Optimizing the Location and Use of Taxi/FHV Relief Stands

CUSP Students: Cheng Hou, Le Xu, Vishwajeet Shelar, and Yao Wan

CUSP Mentors: Kaan Ozbay and Huy Vo

USI Sponsor: NYC Taxi and Limousine Commission

There are over 100,000 licensed For-Hire Vehicles (FHVs) in NYC. The For-Hire industry is constantly growing with more vehicles going out on the road every day. An increase of vehicles on the road has led to more congestion on the road. Some drivers may take short breaks from work and inadvertently add to this congestion. In an effort better manage our curb space, Taxi/FHV relief stands have been implemented to give drivers a place to pull over and take a break. However, there are only 69 Taxi/FHV Relief Stands (TRSs) spread across NYC. This projects aims to provide an analysis on the effectiveness of existing relief stands and suggest locations for installing new Taxi/FHV relief stands.

A model is developed to suggest new locations using two major datasets. One is the breadcrumb data and the other dataset is the taxi trip data. The total data size is about 30 GBs. The NYU High-Performance Hadoop Cluster is used to process this data. Breadcrumbs data records the coordinates of all the yellow and green taxis at every two minutes. This data is not openly available and it is authorized for CUSP students for certain taxi data related projects. The second dataset is the Taxi Trip data, which contains both taxi and FHVs trip records which are used to understand taxi demand within a certain geospatial unit (in our case a hexagonal zone). Additional datasets like public park toilets, food stands, food trucks and restaurants are used.

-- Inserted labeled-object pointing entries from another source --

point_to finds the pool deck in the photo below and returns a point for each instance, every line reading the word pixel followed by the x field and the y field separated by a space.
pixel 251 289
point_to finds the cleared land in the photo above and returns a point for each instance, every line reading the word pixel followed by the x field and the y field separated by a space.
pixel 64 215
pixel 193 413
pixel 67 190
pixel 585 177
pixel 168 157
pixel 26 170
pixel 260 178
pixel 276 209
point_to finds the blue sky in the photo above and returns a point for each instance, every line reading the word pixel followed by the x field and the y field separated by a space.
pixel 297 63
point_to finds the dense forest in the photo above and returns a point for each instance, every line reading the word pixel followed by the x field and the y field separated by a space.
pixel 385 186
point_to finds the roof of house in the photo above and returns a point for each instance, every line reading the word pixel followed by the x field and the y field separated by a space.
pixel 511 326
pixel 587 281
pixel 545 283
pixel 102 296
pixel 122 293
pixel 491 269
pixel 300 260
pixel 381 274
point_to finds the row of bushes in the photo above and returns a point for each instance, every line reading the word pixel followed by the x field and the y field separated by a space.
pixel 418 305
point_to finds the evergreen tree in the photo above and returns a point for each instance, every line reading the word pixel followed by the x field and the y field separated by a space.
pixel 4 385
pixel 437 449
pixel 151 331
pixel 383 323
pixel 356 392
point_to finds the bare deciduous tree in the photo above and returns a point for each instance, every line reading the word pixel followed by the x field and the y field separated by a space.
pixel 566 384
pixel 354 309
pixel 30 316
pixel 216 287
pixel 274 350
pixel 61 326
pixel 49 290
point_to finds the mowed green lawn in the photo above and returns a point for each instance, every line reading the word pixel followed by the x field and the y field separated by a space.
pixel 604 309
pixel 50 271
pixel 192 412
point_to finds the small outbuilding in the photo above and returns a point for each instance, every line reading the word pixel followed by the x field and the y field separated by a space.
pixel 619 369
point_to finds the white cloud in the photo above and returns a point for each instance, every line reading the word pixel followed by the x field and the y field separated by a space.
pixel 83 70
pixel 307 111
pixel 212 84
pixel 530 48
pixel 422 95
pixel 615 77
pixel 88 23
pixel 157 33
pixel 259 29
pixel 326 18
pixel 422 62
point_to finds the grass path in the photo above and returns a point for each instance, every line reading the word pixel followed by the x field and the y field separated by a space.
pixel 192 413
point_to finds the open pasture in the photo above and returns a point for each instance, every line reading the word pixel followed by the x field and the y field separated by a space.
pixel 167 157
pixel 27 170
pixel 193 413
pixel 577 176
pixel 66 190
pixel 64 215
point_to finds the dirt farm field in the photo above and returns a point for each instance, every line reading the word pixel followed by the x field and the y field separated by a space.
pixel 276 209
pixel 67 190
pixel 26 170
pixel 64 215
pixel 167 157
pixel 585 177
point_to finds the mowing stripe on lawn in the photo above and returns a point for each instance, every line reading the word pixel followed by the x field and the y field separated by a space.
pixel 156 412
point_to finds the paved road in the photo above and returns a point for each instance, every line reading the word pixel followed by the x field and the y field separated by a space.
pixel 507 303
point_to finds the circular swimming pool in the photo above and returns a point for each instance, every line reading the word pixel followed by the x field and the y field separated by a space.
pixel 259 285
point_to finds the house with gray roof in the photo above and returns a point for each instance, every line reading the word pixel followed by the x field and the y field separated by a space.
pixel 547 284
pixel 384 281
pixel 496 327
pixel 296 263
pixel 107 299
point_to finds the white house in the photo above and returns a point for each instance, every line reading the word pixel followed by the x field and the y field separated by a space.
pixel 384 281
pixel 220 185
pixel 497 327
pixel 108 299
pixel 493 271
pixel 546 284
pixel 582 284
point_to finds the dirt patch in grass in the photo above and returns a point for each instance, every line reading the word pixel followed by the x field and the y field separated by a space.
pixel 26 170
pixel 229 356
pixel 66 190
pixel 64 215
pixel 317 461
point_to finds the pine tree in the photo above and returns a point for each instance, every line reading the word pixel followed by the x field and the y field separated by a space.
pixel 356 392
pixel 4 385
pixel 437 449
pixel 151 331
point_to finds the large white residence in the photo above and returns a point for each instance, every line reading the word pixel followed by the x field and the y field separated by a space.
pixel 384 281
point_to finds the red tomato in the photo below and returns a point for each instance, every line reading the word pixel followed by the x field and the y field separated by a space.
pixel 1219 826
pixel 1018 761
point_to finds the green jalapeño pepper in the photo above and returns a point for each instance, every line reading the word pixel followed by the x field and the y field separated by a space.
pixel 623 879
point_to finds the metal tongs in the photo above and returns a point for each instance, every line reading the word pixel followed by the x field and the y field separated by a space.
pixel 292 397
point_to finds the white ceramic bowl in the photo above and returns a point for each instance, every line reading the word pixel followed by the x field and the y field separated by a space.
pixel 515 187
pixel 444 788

The final deliverable of the project is twofold. First is a descriptive analysis of the effectiveness of existing Taxi/FHV Relief Stands. The other is to provide a list of possible hexagonal zones where new Taxi/FHV Relief stands can be located.

Food Distribution Network Vulnerability

CUSP Students: Chenxi Cui, Patrick Gitundu, Kaylyn Levine, William Xia, and Xinshi Zheng

CUSP Mentor: Stan Sobolevsky

USI Sponsor: NYC Mayor’s Office of Recovery and Resiliency

This capstone project was conducted on behalf of the New York City Office of Recovery and Resiliency (ORR) to study the potential impacts of a disruption to the City’s food distribution network.  The ORR was created in response to Superstorm Sandy, which crippled much of the City: costing billions of dollars and damages and exposing many infrastructure vulnerabilities within it.  It is the ORR’s goal to mitigate a future catastrophic event, and to ensure that there is no need for emergency feeding on any level within the City.

Our CUSP team was tasked with describe the impact of food supply disruptions on the New York City population, with a specific focus on vulnerable communities.  From this, we aim to identify them as well as strategic point-of-sale (POS) locations within those communities that would impact residents the most if closed. Our results will provide specific recommendations to the New York City Office of Recovery and Resiliency to mitigate the impact on the food distribution system. More specifically, our results will identify strategic POS locations that the New York City Office of Recovery and Resiliency will target in their business assistance program to help maintain food accessibility to vulnerable communities in emergency scenarios.

Networks of Urban Vulnerability

CUSP Students: Sunny Kulkarni, Ekaterina Levitskaya, Lani M’cleod, Yuan Shi, Richard Vecsler

CUSP Mentor: Dr. Stanislav Sobolevsky

USI Sponsor: Lockheed Martin Advanced Technology Laboratories (ATL)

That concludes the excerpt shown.